The following is a guest blog by Dr. Sanjay Sharma, Professor, Ophthalmology and Epidemiology, Queen’s School of Medicine.
A few years ago, I was stopped cold in my tracks by the response delivered to my question posed to our second year medical students: “What disease needs to be ruled out in an elderly woman who presents with sudden visual loss and jaw claudication?” A cat’s meow, emitted from a student computer, was apparently the answer – instead of the “giant cell arteritis” that I sought. It was at that precise point in time that I realized that many students used precious class time to contribute to “Ouch Charlie’s” YouTube-financed college fund, reconnect with long-lost kindergarten classmates on FB and hammer out 140 character observations to their legions of eagerly-anticipating followers.
While driving home, I remember thinking, “what is wrong with today’s Snapchatting, Instagram-posting, GOT-loving students? Don’t they know that how hard we work on our lectures?” As these thoughts were zipping through my brain, I glanced down at my iPhone and was, once again stunned by its elegant design and simplicity.
In my driveway, I thought how Steve Jobs, might have interpreted the day’s event. How would he re-engineer our current system founded on the 1-hour didactic lecture to meet the expectations of today’s digital generation?
Once home, I was stopped in my tracks for a second time in the day, as I saw a series of wet, blue footprints that had been freshly applied to our white kitchen floor. Following them, I found our, then 10-year old son, Evan, delicately balanced on the top of his stepladder, applying another layer of vibrant blue acrylic paint to the top of his 72-inch canvas. As I watched him expertly apply layer after layer, I asked him where he learned how to do this (I certainly hadn’t taught him), to which he simply responded, “YouTube.”
And with that response, the reality of modern education became clear. It was no longer about Cecil’s and Harrison’s, or thoughts conveyed on Gates’s default blue powerpoint slides. And it certainly was not about the fact that we put five hours into developing a great lecture a decade ago. Quite simply, it is about what they want, how they are wired and how they learn.
That night, I designed the blueprint for medskl.com – an open-access medical education site. I considered how it would look, what it would do, and how it would serve the needs and wants of a new generation of medical students.
Now some 3 years later, thanks to the efforts of a small team of dedicated editors, animators, videographers and coders to support 180+ leading global faculty – we have just formally launchedmedskl.com.

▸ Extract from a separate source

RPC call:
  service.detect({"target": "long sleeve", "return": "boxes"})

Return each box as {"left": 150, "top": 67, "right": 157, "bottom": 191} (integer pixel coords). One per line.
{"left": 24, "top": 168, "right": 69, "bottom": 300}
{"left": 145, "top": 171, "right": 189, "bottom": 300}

What exactly is medskl.com? It is a FOAMed (free open access medical education) platform that will provide digital lessons to the next generation of physicians. Our content library, once completed, will consist of 200 modules, roughly paralleling the MCC objectives. Each module is taught by an award-winning medical professor from a leading medical school. Here Queen’s professors teach side-by-side with those from Harvard, Hopkins and Stanford to an audience of global students, 24/7.
And to appeal to visual, text-preferred and auditory learners, alike, medskl.com’s lessons are delivered in 2-minute white board animations, written summaries, and Ted Talk-length lectures. Eighty-five modules are now live and all 200 will be complete by the end of the year.
We are thrilled with the initial response to medskl.com. Most Canadian and many US medical schools have expressed interest in incorporating our lessons to support their flipped classroom strategy which sees students consuming content outside of the classroom, allowing more value-added interaction to be delivered in traditional class time. In the short 6 weeks since launch, users from over 50 Universities have logged on to start consuming our lessons to augment their medical education.
As we anticipate the continued rapid uptake of medskl.com, we also look back and thank all the forward-thinking advisors and content providers who took our early calls, gave us real and crucial feedback, and who above all provided fuel to nurture the idea. Our hope is that medskl.com will one day have significant impact on medical education – globally. I hope that Steve Jobs would have approved.